No subject

Tero Pesonen mail at tpesonen.net
Sat Aug 13 21:37:15 UTC 2011


On Sat, 2011-08-13 at 16:23 -0500, Jordon Bedwell wrote:
> On 08/13/2011 03:57 PM, Tero Pesonen wrote:
> > On Sat, 2011-08-13 at 15:41 -0500, Jordon Bedwell wrote:
> >> On 08/13/2011 03:38 PM, Tero Pesonen wrote:
> >>> On Sat, 2011-08-13 at 20:58 +0100, Colin Law wrote:
> >>>> On 13 August 2011 20:34, Jacob Mansfield <cyberjacob at gmail.com> wrote:
> >>>>> please do not post to the list in HTML. especially if you use size 30 font.
> >>>>> Jacob Mansfield
> >>>> @Jacob, was not your post in html?  Two small fonts admittedly.
> >>> That message had both plaintext and HTML parts. So it allows the reader
> >>> to display it in the preferred format. Most email clients should allow
> >>> you to select which part to display if both are present. At least the
> >>> client should allow you to display HTML messages as converted to
> >>> plaintext.
> >> The irony is getting thicker.
> > Not really. It is much better that the client of a user who insists on
> > using fancy formatting on their email is also, even if silently, sending
> > a plaintext version with so that I need not see the HTML one.
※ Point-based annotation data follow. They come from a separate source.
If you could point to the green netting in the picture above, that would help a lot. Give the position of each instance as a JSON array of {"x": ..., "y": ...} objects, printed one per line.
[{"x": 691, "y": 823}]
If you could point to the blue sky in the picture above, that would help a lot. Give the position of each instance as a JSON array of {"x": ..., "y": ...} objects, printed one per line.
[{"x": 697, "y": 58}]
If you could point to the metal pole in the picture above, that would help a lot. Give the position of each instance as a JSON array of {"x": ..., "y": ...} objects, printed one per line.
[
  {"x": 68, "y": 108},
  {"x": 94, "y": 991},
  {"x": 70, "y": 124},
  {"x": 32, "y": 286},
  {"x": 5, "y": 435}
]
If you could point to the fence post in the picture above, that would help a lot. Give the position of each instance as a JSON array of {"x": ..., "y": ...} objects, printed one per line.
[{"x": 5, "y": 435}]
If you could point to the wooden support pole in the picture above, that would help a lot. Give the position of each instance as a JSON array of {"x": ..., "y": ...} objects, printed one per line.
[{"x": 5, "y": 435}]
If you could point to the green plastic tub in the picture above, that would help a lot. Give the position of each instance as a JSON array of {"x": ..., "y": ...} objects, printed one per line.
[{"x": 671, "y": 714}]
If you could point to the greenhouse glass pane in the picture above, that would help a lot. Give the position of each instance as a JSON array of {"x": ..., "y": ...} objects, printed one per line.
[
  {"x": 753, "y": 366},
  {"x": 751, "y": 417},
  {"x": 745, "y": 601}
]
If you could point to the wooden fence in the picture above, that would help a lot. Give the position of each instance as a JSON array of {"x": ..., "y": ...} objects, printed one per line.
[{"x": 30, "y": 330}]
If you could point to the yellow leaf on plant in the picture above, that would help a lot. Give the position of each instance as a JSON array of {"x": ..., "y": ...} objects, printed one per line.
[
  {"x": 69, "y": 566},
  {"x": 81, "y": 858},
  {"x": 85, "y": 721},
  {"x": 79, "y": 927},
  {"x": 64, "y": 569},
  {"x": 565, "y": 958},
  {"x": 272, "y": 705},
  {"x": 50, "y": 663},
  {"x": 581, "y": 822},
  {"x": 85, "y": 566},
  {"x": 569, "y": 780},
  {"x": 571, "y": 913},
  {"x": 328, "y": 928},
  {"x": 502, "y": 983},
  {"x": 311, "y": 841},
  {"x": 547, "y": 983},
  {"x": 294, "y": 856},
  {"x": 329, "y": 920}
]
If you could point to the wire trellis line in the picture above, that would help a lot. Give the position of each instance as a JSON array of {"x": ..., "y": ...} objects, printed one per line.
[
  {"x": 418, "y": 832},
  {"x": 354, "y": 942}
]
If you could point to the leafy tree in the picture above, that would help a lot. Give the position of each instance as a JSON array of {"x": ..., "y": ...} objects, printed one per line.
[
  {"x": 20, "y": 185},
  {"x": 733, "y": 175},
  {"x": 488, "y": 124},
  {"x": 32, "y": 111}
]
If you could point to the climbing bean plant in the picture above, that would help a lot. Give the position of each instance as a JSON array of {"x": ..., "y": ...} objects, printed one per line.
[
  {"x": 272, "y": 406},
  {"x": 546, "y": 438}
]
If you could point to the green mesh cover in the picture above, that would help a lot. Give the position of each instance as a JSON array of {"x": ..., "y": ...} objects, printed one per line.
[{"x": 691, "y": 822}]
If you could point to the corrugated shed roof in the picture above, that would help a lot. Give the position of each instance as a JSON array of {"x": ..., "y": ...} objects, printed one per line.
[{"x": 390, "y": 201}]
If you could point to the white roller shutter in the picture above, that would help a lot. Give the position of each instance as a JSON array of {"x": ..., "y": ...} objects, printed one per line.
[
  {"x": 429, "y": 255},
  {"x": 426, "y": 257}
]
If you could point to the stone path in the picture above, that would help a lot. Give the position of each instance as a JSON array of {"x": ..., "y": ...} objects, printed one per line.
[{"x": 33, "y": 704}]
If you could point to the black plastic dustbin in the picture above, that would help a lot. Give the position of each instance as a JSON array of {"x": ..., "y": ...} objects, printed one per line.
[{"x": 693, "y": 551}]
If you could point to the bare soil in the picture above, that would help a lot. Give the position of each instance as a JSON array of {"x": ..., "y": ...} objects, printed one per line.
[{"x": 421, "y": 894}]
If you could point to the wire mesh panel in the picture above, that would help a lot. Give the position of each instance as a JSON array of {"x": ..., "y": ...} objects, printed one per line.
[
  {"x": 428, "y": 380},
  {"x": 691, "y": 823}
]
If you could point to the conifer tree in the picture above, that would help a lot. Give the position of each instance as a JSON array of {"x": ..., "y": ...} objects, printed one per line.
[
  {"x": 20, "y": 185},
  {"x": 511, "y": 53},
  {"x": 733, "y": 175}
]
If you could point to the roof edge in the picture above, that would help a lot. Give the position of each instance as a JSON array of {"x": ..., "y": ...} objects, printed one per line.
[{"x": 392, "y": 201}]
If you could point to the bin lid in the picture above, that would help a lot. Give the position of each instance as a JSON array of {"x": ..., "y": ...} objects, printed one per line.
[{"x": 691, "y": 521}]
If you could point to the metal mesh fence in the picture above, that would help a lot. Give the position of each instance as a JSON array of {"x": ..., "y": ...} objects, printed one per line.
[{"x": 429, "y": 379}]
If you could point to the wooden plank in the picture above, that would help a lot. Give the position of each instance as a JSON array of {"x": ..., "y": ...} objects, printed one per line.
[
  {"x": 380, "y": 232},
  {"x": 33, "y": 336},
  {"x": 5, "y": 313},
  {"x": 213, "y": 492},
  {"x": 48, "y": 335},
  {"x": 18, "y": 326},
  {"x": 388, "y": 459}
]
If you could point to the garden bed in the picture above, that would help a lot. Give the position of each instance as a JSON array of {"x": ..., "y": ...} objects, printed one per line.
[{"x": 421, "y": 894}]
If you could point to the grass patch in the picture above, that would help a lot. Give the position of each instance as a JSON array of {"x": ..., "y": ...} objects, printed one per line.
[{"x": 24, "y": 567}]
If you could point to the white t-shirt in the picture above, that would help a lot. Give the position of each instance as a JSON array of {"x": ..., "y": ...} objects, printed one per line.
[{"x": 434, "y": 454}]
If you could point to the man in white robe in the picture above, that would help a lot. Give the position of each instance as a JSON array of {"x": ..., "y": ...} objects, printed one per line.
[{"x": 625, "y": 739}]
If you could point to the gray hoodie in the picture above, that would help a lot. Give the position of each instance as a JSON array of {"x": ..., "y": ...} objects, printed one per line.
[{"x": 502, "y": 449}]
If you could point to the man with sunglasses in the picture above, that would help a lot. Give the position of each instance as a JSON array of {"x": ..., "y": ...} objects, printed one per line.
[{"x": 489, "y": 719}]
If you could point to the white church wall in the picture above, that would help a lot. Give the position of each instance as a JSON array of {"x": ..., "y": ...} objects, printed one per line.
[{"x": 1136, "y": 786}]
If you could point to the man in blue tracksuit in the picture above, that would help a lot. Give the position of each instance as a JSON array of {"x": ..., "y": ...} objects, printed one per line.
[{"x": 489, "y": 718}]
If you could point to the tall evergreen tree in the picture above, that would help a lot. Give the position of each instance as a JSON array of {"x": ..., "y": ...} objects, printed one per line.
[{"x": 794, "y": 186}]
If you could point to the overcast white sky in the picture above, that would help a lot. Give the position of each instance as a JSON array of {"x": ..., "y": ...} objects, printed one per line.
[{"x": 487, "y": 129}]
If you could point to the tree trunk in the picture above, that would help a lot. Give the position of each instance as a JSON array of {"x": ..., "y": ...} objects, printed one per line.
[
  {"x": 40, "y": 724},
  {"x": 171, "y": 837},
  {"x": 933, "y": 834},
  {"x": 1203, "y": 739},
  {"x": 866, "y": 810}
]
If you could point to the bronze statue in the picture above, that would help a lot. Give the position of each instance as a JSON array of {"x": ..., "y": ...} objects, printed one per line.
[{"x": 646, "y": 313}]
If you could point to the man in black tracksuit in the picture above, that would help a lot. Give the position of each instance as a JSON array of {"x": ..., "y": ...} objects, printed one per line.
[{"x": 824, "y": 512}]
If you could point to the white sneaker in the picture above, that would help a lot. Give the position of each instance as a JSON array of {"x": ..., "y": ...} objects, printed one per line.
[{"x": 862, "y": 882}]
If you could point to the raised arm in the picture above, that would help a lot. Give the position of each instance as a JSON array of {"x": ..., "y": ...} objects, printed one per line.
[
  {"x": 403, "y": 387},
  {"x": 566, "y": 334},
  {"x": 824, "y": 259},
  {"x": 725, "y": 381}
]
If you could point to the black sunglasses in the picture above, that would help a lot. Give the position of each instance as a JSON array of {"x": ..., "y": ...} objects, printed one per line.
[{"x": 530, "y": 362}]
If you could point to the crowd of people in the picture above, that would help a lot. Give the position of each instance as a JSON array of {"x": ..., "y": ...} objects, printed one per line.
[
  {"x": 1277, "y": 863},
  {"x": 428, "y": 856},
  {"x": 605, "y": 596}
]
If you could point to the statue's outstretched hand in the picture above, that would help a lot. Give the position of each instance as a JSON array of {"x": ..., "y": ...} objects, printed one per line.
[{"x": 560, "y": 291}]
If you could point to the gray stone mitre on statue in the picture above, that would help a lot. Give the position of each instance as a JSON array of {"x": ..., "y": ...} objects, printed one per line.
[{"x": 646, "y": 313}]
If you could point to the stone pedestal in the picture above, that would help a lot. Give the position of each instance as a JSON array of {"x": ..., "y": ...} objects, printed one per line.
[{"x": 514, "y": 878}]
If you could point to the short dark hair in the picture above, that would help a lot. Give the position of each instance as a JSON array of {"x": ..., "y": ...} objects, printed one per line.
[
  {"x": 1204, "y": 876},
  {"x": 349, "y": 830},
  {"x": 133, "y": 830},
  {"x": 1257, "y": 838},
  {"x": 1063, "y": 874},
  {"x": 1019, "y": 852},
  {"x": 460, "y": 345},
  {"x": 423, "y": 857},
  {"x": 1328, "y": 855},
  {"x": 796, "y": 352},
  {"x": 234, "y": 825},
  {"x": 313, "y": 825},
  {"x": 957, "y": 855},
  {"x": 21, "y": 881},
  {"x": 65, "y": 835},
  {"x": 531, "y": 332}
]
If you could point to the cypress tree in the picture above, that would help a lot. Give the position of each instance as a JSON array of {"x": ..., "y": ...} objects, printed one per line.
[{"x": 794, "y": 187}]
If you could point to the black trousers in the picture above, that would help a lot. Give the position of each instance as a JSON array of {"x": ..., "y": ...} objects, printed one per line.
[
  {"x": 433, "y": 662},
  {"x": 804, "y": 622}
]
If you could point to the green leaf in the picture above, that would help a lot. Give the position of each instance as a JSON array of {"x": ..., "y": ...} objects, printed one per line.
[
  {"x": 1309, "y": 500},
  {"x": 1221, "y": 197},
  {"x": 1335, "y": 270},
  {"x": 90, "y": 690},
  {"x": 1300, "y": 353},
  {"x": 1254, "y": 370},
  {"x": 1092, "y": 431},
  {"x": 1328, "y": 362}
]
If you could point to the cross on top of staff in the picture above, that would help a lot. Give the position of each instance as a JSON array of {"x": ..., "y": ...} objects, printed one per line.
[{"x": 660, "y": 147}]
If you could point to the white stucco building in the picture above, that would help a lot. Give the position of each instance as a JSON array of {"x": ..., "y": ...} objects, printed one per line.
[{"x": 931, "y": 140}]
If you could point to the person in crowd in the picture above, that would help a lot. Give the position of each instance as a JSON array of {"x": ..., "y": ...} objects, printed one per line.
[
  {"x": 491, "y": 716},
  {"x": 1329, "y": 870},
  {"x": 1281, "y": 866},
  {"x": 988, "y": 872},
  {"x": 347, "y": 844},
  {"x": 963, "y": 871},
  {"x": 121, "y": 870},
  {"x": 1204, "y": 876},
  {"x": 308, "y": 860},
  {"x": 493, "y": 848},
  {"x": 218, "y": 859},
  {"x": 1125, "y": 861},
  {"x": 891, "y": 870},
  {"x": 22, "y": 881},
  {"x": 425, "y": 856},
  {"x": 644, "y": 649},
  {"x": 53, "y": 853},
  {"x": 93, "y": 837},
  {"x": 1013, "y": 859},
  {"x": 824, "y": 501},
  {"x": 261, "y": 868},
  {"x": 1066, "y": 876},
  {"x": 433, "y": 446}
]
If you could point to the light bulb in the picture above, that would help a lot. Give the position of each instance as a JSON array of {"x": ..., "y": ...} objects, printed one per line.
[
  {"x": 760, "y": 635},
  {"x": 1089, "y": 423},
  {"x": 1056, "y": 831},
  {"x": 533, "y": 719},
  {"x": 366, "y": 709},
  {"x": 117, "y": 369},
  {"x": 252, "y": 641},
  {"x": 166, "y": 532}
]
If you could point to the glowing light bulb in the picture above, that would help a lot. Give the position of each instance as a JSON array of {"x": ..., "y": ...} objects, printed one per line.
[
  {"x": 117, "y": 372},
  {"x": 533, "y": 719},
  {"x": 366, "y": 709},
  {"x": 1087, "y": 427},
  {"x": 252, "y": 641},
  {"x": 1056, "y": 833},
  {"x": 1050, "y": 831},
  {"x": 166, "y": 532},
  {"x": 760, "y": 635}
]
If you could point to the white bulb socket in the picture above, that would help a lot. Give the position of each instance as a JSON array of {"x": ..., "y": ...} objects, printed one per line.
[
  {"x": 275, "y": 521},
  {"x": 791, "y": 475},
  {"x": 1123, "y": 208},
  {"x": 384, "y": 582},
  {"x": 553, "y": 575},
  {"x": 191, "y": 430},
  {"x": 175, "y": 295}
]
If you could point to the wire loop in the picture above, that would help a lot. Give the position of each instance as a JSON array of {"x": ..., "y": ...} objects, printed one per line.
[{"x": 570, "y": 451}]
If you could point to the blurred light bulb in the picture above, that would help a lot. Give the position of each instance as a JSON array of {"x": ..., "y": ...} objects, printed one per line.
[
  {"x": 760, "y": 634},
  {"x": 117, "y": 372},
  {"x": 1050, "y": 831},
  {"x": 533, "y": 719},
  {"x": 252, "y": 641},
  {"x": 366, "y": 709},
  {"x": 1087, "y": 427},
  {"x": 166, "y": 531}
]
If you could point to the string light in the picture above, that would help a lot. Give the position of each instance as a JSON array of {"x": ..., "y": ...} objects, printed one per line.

And it is
> > also good that, in case such plaintext part was not provided, my mail
> > client can try and make it look as if it had been formatted in plain
> > text (with varying levels of success), so that I can reply to it in a
> > meaningly manner.
> 
> Yes really, you defended a multi-part message which is worse then plain
> HTML because it takes up more space than either one alone, it's both
> combined so it's an absolute waste.  The entire justification of sending
> plain text is bandwidth restrictions...  Instead of just choosing the
> lesser evil (in this case plain HTML) you defend just flat out being
> evil by sending both in the same email,

In my experience, the plaintext part renders more accurately in all mail
clients I have used tcompared to the HTML part reformatted. I don't know
why it is like that, but that's jsut how it has been. If bandwith is an
issue, just refuse to accept HTML mail. It is that simple.

This list does not do that, so bandwith is not considered an issue here.
I also can't do that outside this list, since my contacts send HTML and
don't care whether I want that or not. I am not in the position to
dictate the format when receiving from them. So I much appreciate that
their software also adds a plaintext part with which I can work better
than a reformatted HTML mail.

My motives regarding favouring multipart messages are purely practical. 

>  which just makes it pointless to
> even argue for plain text when you ignore the justifications for it.  I
> think they call that blind defence.  You don't know why you're fighting
> for it but damn are you fighting for it!